Trump, Hillary, and Jeb: Front Runners Odds Are Falling
The political betting markets have changed substantially in the past two weeks. The dominance of Jeb Bush and Donald Trump in the Republican nomination category is gone, and Hillary’s hold on the Democratic nomination is getting weaker all the time.
Donald Trump had been in second place for over a month, but has suffered a 3 point decline from the end of September to October 5th. While he’s still in a strong position, he’s now significantly lower than Marco Rubio.
Donald Trump has a long term problem with his campaign that I can’t see a solution to. The reason Trump is so popular in opinion polls is because he says controversial and somewhat outlandish things. He gets free media attention by saying these controversial things, and he gets support from a disenfranchised Republican base by marketing himself as a politically incorrect, blunt outsider. His reward for this has been very high opinion polling.

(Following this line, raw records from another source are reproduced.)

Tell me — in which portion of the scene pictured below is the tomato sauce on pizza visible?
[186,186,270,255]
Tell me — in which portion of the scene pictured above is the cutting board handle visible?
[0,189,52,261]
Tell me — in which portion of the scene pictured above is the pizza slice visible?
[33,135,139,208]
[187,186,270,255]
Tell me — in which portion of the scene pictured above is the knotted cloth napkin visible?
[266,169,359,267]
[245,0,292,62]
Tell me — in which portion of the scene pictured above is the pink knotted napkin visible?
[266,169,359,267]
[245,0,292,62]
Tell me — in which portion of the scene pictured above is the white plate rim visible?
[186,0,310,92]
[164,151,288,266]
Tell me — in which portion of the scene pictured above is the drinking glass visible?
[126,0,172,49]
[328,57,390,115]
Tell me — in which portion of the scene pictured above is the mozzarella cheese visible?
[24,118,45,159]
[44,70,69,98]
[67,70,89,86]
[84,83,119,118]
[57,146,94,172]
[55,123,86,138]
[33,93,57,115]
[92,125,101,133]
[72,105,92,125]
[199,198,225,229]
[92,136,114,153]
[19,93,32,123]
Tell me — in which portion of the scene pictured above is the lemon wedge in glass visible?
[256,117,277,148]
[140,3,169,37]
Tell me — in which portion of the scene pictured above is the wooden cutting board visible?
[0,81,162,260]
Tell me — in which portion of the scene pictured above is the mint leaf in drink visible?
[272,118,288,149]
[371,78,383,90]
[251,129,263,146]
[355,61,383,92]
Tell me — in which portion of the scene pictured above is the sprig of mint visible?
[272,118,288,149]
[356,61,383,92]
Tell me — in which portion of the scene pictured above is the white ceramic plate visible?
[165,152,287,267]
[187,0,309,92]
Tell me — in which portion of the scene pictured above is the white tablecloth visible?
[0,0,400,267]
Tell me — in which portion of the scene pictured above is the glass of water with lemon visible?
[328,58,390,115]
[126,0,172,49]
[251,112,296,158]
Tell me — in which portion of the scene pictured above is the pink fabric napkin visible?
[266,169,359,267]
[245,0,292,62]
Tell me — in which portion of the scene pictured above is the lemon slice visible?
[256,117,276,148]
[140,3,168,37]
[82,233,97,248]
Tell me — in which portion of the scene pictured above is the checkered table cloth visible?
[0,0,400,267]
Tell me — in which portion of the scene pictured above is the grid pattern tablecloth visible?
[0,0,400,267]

The problem is, that same outspoken, blunt attitude makes voters unlikely to vote for him. As so many people have said these past couple months, at some point voters are going to have to enter the voting booth and say “Do I want to give Donald Trump control over several thousand nuclear weapons?” The more outlandish things Trump says, the more likely voters will be to answer that question with a “No.”
Marco Rubio is now higher in the betting markets than Trump ever was, and the gap between him and Jeb is only 6%. His strong debate performances seem to be working out for him. It’s also worth noting that the two top candidates are both considered “establishment” ones.
The feeling in the betting markets is that eventually the Republicans will pick a “safe,” moderate candidate to represent the party in the general election, probably Rubio or Jeb. This is reflected in the odds market for which party will win the Presidency. Changes in the nomination market have very little impact on the party’s chance in the general election, probably because bettors are wagering on a victory for an establishment candidate.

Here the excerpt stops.